March 13 (Bloomberg) -- Bank of Japan Governor Haruhiko Kuroda may face resistance from developed-nation peers to expanding record stimulus because the currency impact may undermine global economic growth, according to BNP Paribas SA.
The CHART OF THE DAY shows the average inflation rate across 10 major economies halved in the past three years. The index excludes Japan, which has reversed more than a decade of deflation and is now experiencing the strongest consumer-price increases since 2008. The yen’s effective exchange rate against a basket of currencies is also shown as it slid to a five-year low in January as the BOJ expands the monetary base by 60 trillion yen ($584 billion) to 70 trillion yen per year
“Japan’s monetary easing that may lead to yen weakness could face some opposition from Western nations as inflation slows in these countries,” said Ryutaro Kono, the chief Japan economist in Tokyo at BNP. Kono is one of the four out of 34 analysts in a Bloomberg News survey to predict the BOJ will refrain from adding easing measures this year.
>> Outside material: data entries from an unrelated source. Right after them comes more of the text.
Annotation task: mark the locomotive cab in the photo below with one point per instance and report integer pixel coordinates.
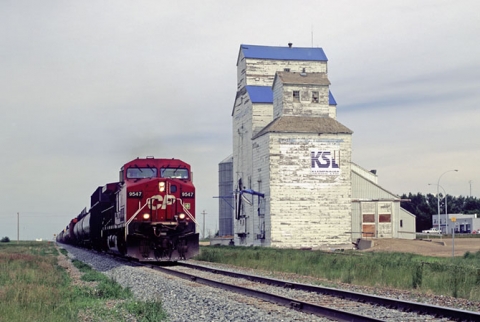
(155, 211)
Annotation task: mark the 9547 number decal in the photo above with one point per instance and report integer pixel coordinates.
(188, 194)
(135, 194)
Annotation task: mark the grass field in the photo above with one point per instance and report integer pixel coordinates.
(33, 287)
(457, 277)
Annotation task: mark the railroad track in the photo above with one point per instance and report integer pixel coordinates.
(327, 302)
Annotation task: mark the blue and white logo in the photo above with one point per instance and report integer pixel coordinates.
(325, 162)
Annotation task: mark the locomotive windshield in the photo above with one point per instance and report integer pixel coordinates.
(174, 173)
(141, 173)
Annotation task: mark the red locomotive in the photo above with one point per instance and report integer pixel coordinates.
(149, 214)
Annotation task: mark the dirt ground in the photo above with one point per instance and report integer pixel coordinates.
(441, 247)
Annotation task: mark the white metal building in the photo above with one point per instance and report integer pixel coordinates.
(295, 183)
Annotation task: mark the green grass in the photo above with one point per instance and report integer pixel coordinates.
(34, 288)
(458, 277)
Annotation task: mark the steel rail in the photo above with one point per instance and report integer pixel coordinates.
(437, 311)
(301, 306)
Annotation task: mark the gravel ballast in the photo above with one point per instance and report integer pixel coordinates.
(184, 300)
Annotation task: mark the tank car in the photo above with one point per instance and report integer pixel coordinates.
(149, 214)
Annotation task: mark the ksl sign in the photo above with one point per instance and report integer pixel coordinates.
(325, 162)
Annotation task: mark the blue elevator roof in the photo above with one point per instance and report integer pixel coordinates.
(260, 94)
(283, 53)
(264, 94)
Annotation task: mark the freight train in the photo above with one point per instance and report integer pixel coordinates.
(149, 214)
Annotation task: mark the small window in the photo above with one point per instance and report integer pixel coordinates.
(384, 218)
(296, 96)
(174, 173)
(368, 218)
(141, 173)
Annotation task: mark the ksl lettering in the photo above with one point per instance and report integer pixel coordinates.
(323, 159)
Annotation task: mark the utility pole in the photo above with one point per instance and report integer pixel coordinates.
(203, 234)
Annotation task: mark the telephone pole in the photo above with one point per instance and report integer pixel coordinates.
(203, 234)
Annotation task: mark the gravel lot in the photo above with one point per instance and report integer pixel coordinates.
(441, 247)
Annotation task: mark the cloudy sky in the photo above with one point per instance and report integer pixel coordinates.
(86, 86)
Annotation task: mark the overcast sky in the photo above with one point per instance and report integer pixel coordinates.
(86, 86)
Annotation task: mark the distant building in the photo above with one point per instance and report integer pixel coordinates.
(463, 223)
(294, 184)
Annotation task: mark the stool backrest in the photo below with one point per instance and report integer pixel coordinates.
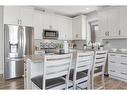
(84, 61)
(100, 59)
(56, 66)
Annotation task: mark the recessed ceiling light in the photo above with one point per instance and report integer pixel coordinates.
(87, 8)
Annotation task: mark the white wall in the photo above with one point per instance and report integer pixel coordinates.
(90, 17)
(1, 39)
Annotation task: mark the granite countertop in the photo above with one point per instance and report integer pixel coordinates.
(39, 58)
(118, 52)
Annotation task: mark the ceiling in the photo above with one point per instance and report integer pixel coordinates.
(70, 11)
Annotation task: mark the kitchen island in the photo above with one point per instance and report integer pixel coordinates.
(33, 66)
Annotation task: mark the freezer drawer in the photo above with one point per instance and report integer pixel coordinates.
(13, 68)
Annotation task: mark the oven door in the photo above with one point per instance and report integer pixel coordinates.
(50, 34)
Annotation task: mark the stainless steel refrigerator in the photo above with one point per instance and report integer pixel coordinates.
(17, 44)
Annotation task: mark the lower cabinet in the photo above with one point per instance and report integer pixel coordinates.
(117, 66)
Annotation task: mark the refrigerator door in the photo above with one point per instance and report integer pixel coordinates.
(18, 43)
(13, 41)
(27, 39)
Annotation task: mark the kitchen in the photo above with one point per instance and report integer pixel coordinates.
(59, 30)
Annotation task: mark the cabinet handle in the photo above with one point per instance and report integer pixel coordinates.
(112, 70)
(124, 63)
(112, 55)
(112, 61)
(119, 33)
(123, 73)
(20, 21)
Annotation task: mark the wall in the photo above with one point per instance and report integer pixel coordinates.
(93, 16)
(1, 39)
(115, 43)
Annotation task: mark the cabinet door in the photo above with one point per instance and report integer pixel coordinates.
(65, 28)
(11, 14)
(38, 25)
(69, 29)
(113, 22)
(26, 16)
(103, 24)
(123, 21)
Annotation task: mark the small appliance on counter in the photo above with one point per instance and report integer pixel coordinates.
(50, 34)
(65, 46)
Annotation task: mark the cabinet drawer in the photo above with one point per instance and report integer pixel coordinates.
(112, 57)
(113, 70)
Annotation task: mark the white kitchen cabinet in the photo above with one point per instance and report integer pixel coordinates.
(65, 28)
(79, 27)
(123, 21)
(11, 15)
(38, 24)
(109, 22)
(62, 24)
(114, 22)
(18, 15)
(117, 66)
(31, 70)
(103, 24)
(26, 16)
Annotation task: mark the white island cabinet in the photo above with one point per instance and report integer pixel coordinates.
(112, 22)
(117, 66)
(51, 21)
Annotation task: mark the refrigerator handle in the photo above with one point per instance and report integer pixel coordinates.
(23, 40)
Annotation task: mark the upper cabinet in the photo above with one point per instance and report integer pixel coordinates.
(18, 15)
(79, 27)
(123, 21)
(112, 23)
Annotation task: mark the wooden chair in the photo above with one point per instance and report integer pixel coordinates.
(99, 67)
(80, 76)
(54, 68)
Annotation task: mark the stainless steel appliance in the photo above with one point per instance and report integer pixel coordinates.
(50, 34)
(17, 43)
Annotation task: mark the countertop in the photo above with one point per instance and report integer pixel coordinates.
(40, 58)
(118, 52)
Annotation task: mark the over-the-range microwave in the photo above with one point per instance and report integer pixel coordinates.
(50, 34)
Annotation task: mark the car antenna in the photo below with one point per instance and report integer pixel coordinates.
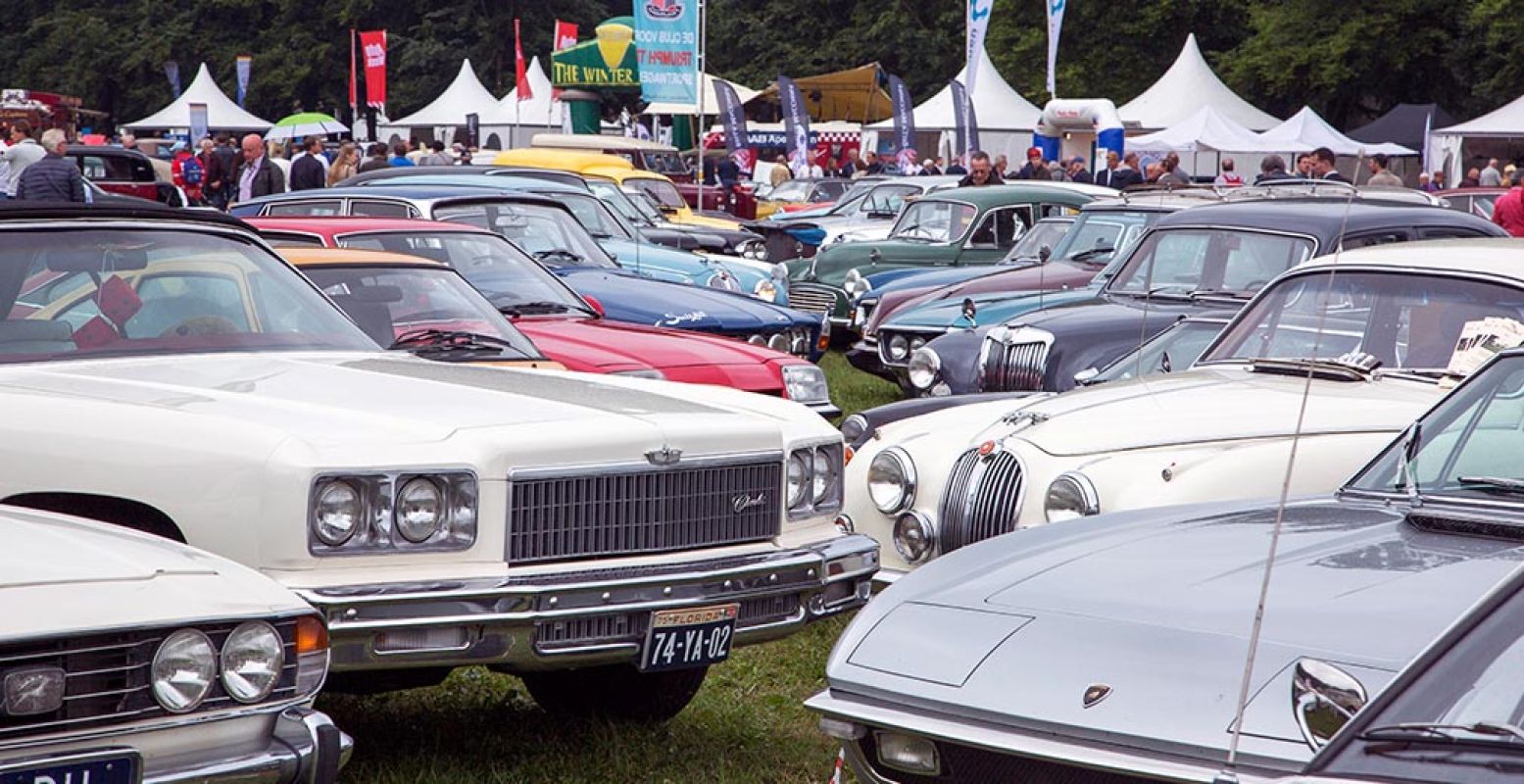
(1229, 775)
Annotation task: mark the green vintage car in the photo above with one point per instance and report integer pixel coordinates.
(965, 226)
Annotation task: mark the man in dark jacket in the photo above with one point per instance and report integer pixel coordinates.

European Central Bank President Mario Draghi kept the benchmark interest rate at a record-low 0.25 percent on March 6 and signaled extended gains in the euro could be of concern because it might slow inflation in the bloc that’s already less than half the bank’s 2 percent target. The major currencies include the U.S., Canadian, Australian and New Zealand dollars, along with the Scandinavian tenders, the Swiss franc, the British pound and the euro.
Most economists forecast Kuroda will boost stimulus this year as next month’s first sales tax increase for Japan since 1997 threatens to trigger the deepest economic contraction in three years. Prime Minister Shinzo Abe’s unprecedented effort to end deflation succeeded in spurring economic growth and boosting consumer prices, partly by encouraging a 19 percent slump in the yen over the past two years to 102.76 per dollar yesterday in New York.